Overview

Directly dating mammal fossils older than the limit of carbon dating (~50,000 years) is very challenging, and this has led to a research focus on the most recent past in forming our understanding of mammalian response to changing environments. However this narrow time window is extremely limiting if we aim to understand the effects of climate change on land-based organisms, or unpick our own evolutionary history. It has become increasingly clear that the patterns of human evolution during the last 3 million years are far more complex than previously believed. We are therefore hard-pressed to pinpoint the major evolutionary drivers for both humans and other mammals, and to compare patterns across the African continent. The key problem preventing the required comparisons is chronology.

Our project team has been developing and employing methods for dating using the breakdown of the original proteins trapped within fossils. Excitingly, we have just made a methodological breakthrough which enables amino acid (a protein breakdown product) dating to be undertaken on tooth enamel (a composite material of protein and calcium phosphate). Dating enamel has the enormous advantage of providing a direct date on mammal teeth (critical fossils of interest) and the new method now enables routine amino acid analysis, successfully dating UK material up to 3 million years in age. This technique is ready for development to a range of mammalian species and additional geographic regions, potentially revolutionising our understanding of mammalian evolution (including humans) during the last few million years, and their response to environmental change, at the local and the global scale.
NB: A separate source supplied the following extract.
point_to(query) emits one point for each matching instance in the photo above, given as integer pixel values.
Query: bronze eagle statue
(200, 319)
This proposal will address the three areas of technology development needed for this dating method to be used routinely, but the time frame it opens up (the last ~4 million years) will enable a significant shift in the range of research questions answerable regarding the environmental forces on mammalian evolution, including that of humans. The three strands of technological advance proposed are:

1) a microfluidics (“lab-on-a-chip”) approach, which will enable both a significant decrease in the physical sample size needed, as well as preparation / analyses to be undertaken outside specialist labs;

2) combining analysis and imaging of both the organic and inorganic fractions to understand their structure, function and any impact on the protein breakdown; and

3) using advanced chemical models to understand the breakdown reactions.